Auch Kalbitz sieht einen schweren Schaden für die Partei. Der Hintergrund der Auseinandersetzungen komme bei den Wählern ja gar nicht an, meinte er. „Die Wähler sehen nur – und das ist natürlich destruktiv in der Außenwirkung: Die sind zerstritten.“ Dennoch werde er sich mit allen juristischen Mitteln gegen den Rauswurf aus der Partei wehren: „Es besteht für mich gar keine Veranlassung, auf mein gutes Recht zu verzichten.“

Kubitzki: „Luft verschafft“

Der stellvertrende Fraktionsvorsitzende Steffen Kubitzki sprach von einem „klaren Zeichen nach Außen“. Er räumte aber ein, dass die Auseinandersetzungen nach jeder juristischen Entscheidung wieder aufflammen könnten. „Das ist nur eine Atempause“, meinte Kubitzki. „Aber jetzt haben wir uns erst mal wieder Luft verschafft.“

Er ließ durchblicken, dass er zunächst gefordert hatte, Kalbitz solle bis zu einer endgültigen Klärung in die zweite Reihe treten. „Aber mit dieser Einigung können nun alle leben und ich auch.“

Das Schiedsgericht hatte Ende Juli die Annullierung der Parteimitgliedschaft bestätigt, weil Kalbitz seine frühere Mitgliedschaft bei den Republikanern und in der inzwischen verbotenen rechtsextremen Heimattreuen Deutschen Jugend (HDJ) verschwiegen habe. Kalbitz bestreitet die HDJ-Mitgliedschaft.
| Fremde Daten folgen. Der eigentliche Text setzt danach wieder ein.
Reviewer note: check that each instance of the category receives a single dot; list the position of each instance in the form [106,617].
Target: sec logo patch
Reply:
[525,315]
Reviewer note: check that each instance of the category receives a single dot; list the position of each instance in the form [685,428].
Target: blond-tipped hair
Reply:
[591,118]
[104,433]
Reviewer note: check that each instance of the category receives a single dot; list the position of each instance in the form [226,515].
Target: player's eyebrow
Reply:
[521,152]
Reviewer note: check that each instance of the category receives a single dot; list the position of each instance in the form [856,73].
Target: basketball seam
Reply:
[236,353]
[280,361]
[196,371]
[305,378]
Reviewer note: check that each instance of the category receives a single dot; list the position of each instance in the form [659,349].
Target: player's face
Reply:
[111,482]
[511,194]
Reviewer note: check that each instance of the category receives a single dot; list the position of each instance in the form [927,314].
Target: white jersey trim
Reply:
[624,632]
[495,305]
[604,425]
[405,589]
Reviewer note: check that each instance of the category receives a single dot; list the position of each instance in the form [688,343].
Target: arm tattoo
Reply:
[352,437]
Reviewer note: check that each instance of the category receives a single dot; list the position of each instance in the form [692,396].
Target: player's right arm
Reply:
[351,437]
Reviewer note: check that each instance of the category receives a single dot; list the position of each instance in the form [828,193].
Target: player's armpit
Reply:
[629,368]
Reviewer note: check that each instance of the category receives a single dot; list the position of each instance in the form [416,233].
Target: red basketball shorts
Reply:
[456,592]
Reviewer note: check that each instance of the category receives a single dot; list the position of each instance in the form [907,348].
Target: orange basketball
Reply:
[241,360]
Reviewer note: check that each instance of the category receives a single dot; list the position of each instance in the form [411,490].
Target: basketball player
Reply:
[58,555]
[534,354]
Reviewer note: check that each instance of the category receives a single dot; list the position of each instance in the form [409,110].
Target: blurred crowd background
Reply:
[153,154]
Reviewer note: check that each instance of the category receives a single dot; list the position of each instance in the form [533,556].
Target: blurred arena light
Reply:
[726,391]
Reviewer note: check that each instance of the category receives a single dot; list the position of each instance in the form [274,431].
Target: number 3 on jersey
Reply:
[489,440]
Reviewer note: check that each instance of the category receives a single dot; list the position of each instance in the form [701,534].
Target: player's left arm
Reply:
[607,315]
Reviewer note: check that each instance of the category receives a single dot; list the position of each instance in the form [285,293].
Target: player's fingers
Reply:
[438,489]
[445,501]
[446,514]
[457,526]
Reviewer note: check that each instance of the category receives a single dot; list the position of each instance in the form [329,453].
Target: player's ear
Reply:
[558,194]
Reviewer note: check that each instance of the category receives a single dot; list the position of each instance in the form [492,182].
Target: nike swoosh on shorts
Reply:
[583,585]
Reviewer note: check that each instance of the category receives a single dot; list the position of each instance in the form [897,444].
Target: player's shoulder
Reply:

Der Brandenburger AfD-Landesverband wird vom Landesamt für Verfassungsschutz als Verdachtsfall für Rechtsextremismus beobachtet. Kalbitz war einer der Wortführer des offiziell aufgelösten „Flügels“ um den Thüringer AfD-Landes- und Fraktionsvorsitzenden Björn Höcke. Das Bundesamt für Verfassungsschutz stuft die Strömung als „gesichert rechtsextremistische Bestrebung“ und Höcke sowie Kalbitz als „rechtsextremistische Führungspersonen“ ein.